Dive Brief:
- A gauge of inflation excluding volatile food and energy prices and favored by the Federal Reserve rose 0.3% in September, the biggest gain since April and a validation of forecasts that policymakers on Nov. 7 will trim borrowing costs by just a quarter-point.
- The core personal consumption expenditures price index increased 2.7% on an annual basis, the Bureau of Economic Analysis said Thursday. The inflation measure including food and energy prices rose 2.1% over the 12-month period, slightly above the Fed’s 2% target.
- Growth in wages and salaries fueled 0.4% growth in inflation-adjusted consumer spending in September compared with 0.2% in August, reinforcing recent signs of increasing consumer confidence.
Dive Insight:
During the past month traders in interest rate futures slashed from 34% to zero the probability that the Fed will cut the federal funds rate by a half percentage point at its Nov. 6-7 meeting, according to the CME FedWatch Tool.
The central bank cut the main interest rate in mid-September by a half percentage point to a range between 4.75% to 5%.
Traders see 93% odds of a quarter-point easing next week.
The market shift coincided with reports of unexpected strength in the economy and household spending.
Gross domestic product rose at a 2.8% annual rate during the third quarter, the Commerce Department said Wednesday, following gains of 1.4% and 3% in the first and second quarters, respectively.
The economy will probably expand at a 2.7% annual rate during Q4, the Atlanta Fed forecast on Thursday.
Consumer confidence has remained robust even with the labor market cooling and borrowing costs persisting far above the unusually low rates early this decade.
The mood among consumers improved in October more than any month since March 2021, the Conference Board said Wednesday, in a report on its Consumer Confidence Index.
“In October’s reading all five components of the index improved,” Conference Board Chief Economist Dana Peterson said in a statement.
“Consumers’ assessments of current business conditions turned positive,” she said. Their outlook was bright on the availability of jobs, future business conditions and future income and, “for the first time since July 2023, they showed some cautious optimism about future job availability.”
A survey by the University of Michigan showed consumer sentiment hitting a six-month high in October thanks to lower borrowing costs and expectations of stable inflation.
Consumers anticipate 2.7% inflation in 12 months, unchanged from September and within the 2.3% to 3% range during the two years before the pandemic, Joanne Hsu, director of the university’s consumer survey, said in an Oct. 25 statement. Long-run inflation expectations eased to 3% from 3.1% in September.

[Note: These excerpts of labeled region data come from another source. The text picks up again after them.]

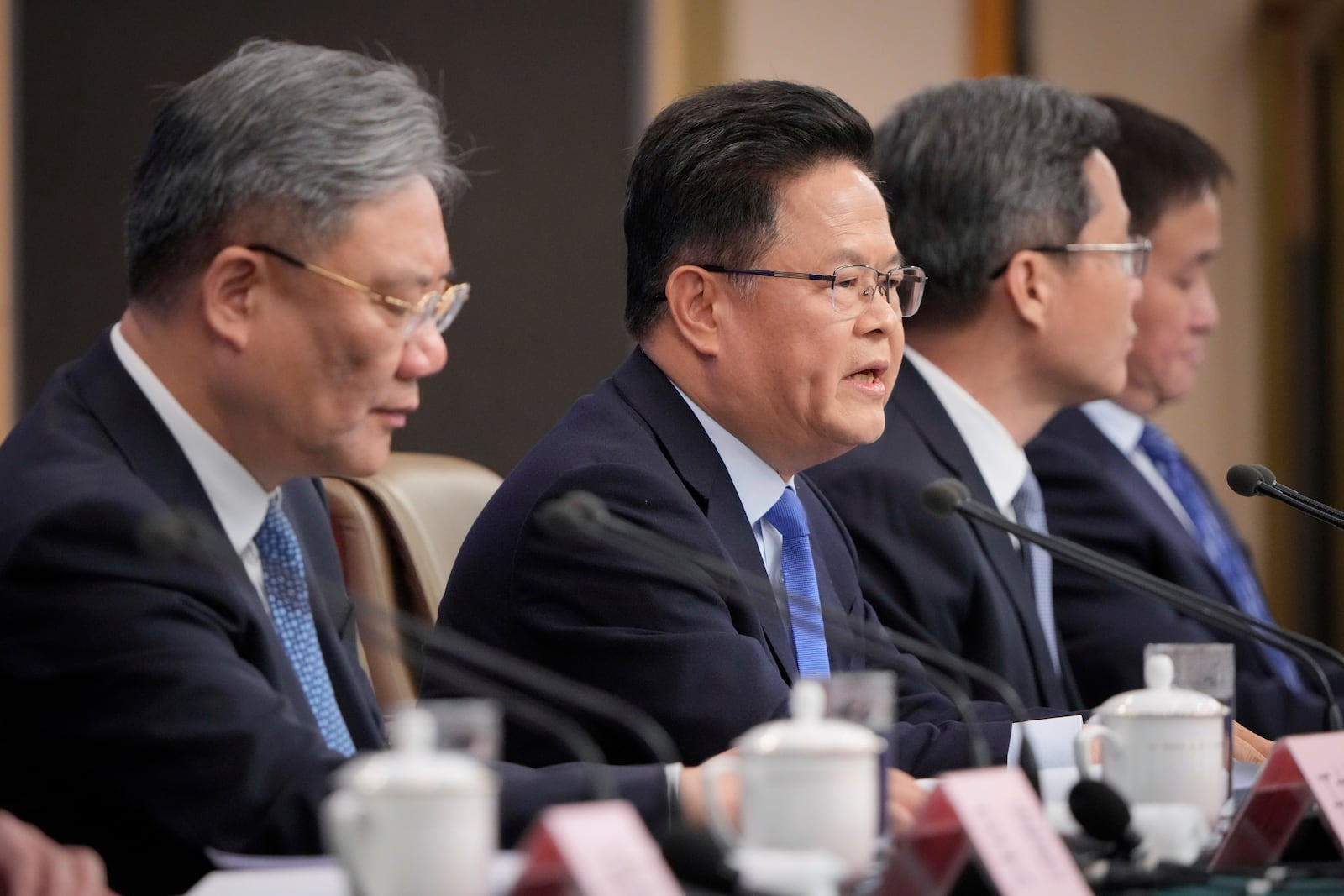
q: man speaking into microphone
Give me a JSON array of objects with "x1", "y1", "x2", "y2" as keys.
[
  {"x1": 426, "y1": 81, "x2": 1058, "y2": 773},
  {"x1": 0, "y1": 40, "x2": 736, "y2": 894}
]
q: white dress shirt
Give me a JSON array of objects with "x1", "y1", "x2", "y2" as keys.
[
  {"x1": 906, "y1": 345, "x2": 1031, "y2": 527},
  {"x1": 668, "y1": 380, "x2": 793, "y2": 594},
  {"x1": 898, "y1": 345, "x2": 1082, "y2": 768}
]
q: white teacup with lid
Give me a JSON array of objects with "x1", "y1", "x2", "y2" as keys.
[
  {"x1": 323, "y1": 706, "x2": 499, "y2": 896},
  {"x1": 1074, "y1": 654, "x2": 1227, "y2": 826},
  {"x1": 706, "y1": 679, "x2": 885, "y2": 876}
]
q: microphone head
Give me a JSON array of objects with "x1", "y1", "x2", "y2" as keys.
[
  {"x1": 1068, "y1": 778, "x2": 1131, "y2": 844},
  {"x1": 1227, "y1": 464, "x2": 1274, "y2": 497},
  {"x1": 536, "y1": 489, "x2": 612, "y2": 536},
  {"x1": 919, "y1": 477, "x2": 970, "y2": 516},
  {"x1": 659, "y1": 825, "x2": 738, "y2": 893},
  {"x1": 136, "y1": 508, "x2": 222, "y2": 560}
]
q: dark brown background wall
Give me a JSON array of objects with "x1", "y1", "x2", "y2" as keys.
[{"x1": 15, "y1": 0, "x2": 643, "y2": 473}]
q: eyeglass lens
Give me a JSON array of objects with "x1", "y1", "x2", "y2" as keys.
[{"x1": 831, "y1": 265, "x2": 923, "y2": 317}]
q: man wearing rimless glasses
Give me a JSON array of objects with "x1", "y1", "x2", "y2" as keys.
[
  {"x1": 811, "y1": 78, "x2": 1149, "y2": 710},
  {"x1": 0, "y1": 40, "x2": 758, "y2": 894}
]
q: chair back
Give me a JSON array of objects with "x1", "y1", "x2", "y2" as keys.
[{"x1": 324, "y1": 451, "x2": 501, "y2": 710}]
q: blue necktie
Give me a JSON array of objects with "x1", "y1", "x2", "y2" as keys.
[
  {"x1": 255, "y1": 493, "x2": 354, "y2": 757},
  {"x1": 764, "y1": 488, "x2": 831, "y2": 679},
  {"x1": 1012, "y1": 469, "x2": 1059, "y2": 673},
  {"x1": 1138, "y1": 423, "x2": 1304, "y2": 693}
]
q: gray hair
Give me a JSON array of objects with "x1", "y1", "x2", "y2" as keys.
[
  {"x1": 125, "y1": 40, "x2": 466, "y2": 309},
  {"x1": 875, "y1": 78, "x2": 1117, "y2": 329}
]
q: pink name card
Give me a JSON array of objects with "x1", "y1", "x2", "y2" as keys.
[
  {"x1": 882, "y1": 766, "x2": 1091, "y2": 896},
  {"x1": 513, "y1": 799, "x2": 681, "y2": 896},
  {"x1": 1210, "y1": 731, "x2": 1344, "y2": 869}
]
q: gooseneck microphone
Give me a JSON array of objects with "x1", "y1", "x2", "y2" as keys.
[
  {"x1": 1227, "y1": 464, "x2": 1344, "y2": 529},
  {"x1": 1068, "y1": 778, "x2": 1142, "y2": 858},
  {"x1": 919, "y1": 478, "x2": 1344, "y2": 731},
  {"x1": 536, "y1": 490, "x2": 1037, "y2": 786}
]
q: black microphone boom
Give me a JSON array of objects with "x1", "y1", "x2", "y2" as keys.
[
  {"x1": 536, "y1": 490, "x2": 1039, "y2": 790},
  {"x1": 1227, "y1": 464, "x2": 1344, "y2": 529},
  {"x1": 921, "y1": 479, "x2": 1344, "y2": 731}
]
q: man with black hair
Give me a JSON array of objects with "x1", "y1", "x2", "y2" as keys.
[
  {"x1": 426, "y1": 81, "x2": 1037, "y2": 773},
  {"x1": 1026, "y1": 97, "x2": 1326, "y2": 737},
  {"x1": 811, "y1": 78, "x2": 1147, "y2": 710}
]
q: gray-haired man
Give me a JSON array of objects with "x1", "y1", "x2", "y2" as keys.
[{"x1": 0, "y1": 42, "x2": 697, "y2": 893}]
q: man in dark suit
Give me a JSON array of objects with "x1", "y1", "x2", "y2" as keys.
[
  {"x1": 811, "y1": 78, "x2": 1145, "y2": 710},
  {"x1": 426, "y1": 82, "x2": 1048, "y2": 773},
  {"x1": 1026, "y1": 98, "x2": 1339, "y2": 737},
  {"x1": 0, "y1": 42, "x2": 697, "y2": 893}
]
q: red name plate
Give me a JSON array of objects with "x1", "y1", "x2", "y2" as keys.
[
  {"x1": 513, "y1": 799, "x2": 681, "y2": 896},
  {"x1": 1208, "y1": 731, "x2": 1344, "y2": 869},
  {"x1": 880, "y1": 766, "x2": 1091, "y2": 896}
]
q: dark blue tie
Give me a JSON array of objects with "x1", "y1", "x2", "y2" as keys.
[
  {"x1": 764, "y1": 488, "x2": 831, "y2": 679},
  {"x1": 1012, "y1": 469, "x2": 1059, "y2": 673},
  {"x1": 255, "y1": 493, "x2": 354, "y2": 757},
  {"x1": 1138, "y1": 423, "x2": 1304, "y2": 693}
]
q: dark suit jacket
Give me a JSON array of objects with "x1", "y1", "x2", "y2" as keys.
[
  {"x1": 809, "y1": 364, "x2": 1080, "y2": 710},
  {"x1": 0, "y1": 336, "x2": 667, "y2": 893},
  {"x1": 425, "y1": 351, "x2": 1008, "y2": 773},
  {"x1": 1026, "y1": 408, "x2": 1344, "y2": 737}
]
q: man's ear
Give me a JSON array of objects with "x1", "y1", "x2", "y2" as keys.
[
  {"x1": 1003, "y1": 250, "x2": 1062, "y2": 329},
  {"x1": 200, "y1": 246, "x2": 265, "y2": 351},
  {"x1": 664, "y1": 265, "x2": 728, "y2": 356}
]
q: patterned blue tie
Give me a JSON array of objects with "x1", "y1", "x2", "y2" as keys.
[
  {"x1": 1012, "y1": 469, "x2": 1059, "y2": 673},
  {"x1": 1138, "y1": 423, "x2": 1305, "y2": 693},
  {"x1": 764, "y1": 488, "x2": 831, "y2": 679},
  {"x1": 255, "y1": 491, "x2": 354, "y2": 757}
]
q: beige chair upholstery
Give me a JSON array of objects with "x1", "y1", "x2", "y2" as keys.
[{"x1": 327, "y1": 453, "x2": 501, "y2": 710}]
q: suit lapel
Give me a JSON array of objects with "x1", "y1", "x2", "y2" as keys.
[
  {"x1": 891, "y1": 364, "x2": 1067, "y2": 705},
  {"x1": 1059, "y1": 410, "x2": 1236, "y2": 607},
  {"x1": 612, "y1": 348, "x2": 798, "y2": 683}
]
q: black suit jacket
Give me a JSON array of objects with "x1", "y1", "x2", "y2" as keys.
[
  {"x1": 0, "y1": 336, "x2": 667, "y2": 893},
  {"x1": 425, "y1": 351, "x2": 1008, "y2": 773},
  {"x1": 1026, "y1": 408, "x2": 1344, "y2": 737},
  {"x1": 809, "y1": 364, "x2": 1080, "y2": 710}
]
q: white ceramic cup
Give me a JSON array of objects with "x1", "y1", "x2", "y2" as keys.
[
  {"x1": 1074, "y1": 654, "x2": 1227, "y2": 826},
  {"x1": 704, "y1": 681, "x2": 885, "y2": 878},
  {"x1": 323, "y1": 708, "x2": 499, "y2": 896}
]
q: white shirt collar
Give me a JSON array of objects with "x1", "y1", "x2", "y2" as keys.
[
  {"x1": 1079, "y1": 399, "x2": 1147, "y2": 457},
  {"x1": 896, "y1": 345, "x2": 1031, "y2": 518},
  {"x1": 112, "y1": 324, "x2": 269, "y2": 553},
  {"x1": 668, "y1": 379, "x2": 793, "y2": 525}
]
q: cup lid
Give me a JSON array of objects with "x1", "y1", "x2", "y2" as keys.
[
  {"x1": 1097, "y1": 652, "x2": 1227, "y2": 717},
  {"x1": 732, "y1": 679, "x2": 887, "y2": 755},
  {"x1": 334, "y1": 706, "x2": 495, "y2": 797}
]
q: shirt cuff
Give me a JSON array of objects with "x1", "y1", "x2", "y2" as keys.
[{"x1": 664, "y1": 762, "x2": 683, "y2": 825}]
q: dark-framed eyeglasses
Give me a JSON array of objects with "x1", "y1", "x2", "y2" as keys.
[
  {"x1": 247, "y1": 244, "x2": 472, "y2": 338},
  {"x1": 990, "y1": 237, "x2": 1153, "y2": 280},
  {"x1": 696, "y1": 265, "x2": 927, "y2": 317}
]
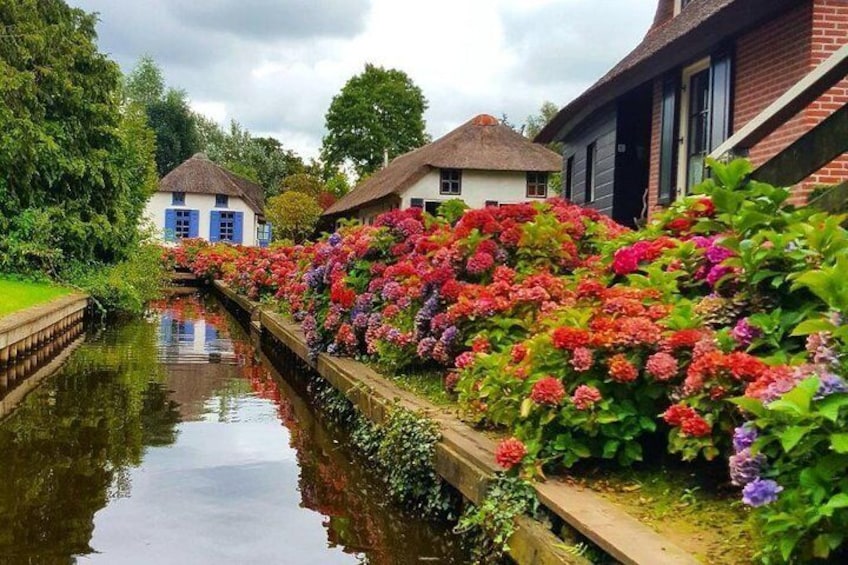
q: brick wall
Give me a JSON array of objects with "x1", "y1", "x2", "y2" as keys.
[
  {"x1": 648, "y1": 79, "x2": 662, "y2": 214},
  {"x1": 733, "y1": 2, "x2": 812, "y2": 165},
  {"x1": 797, "y1": 0, "x2": 848, "y2": 199}
]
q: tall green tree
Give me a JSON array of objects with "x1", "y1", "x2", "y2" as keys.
[
  {"x1": 0, "y1": 0, "x2": 157, "y2": 271},
  {"x1": 322, "y1": 64, "x2": 429, "y2": 176}
]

Despite favorable economic data and household sentiment, several unresolved policy challenges complicate Fed efforts to unwind its most aggressive tightening in four decades without triggering a downturn, American Action Forum President Douglas Holtz-Eakin said Thursday.
“The near-term outlook is quite solid and may yet achieve the soft-landing nirvana,” he said in a blog post.
“But the outlook is clouded by policy risks: government funding battles, debt ceiling showdowns, tariffs, large deficits, and sunsets of the 2017 tax reform,” Holtz-Eakin said. “Resolving those policy risks successfully will be the key to the next year’s economic performance.”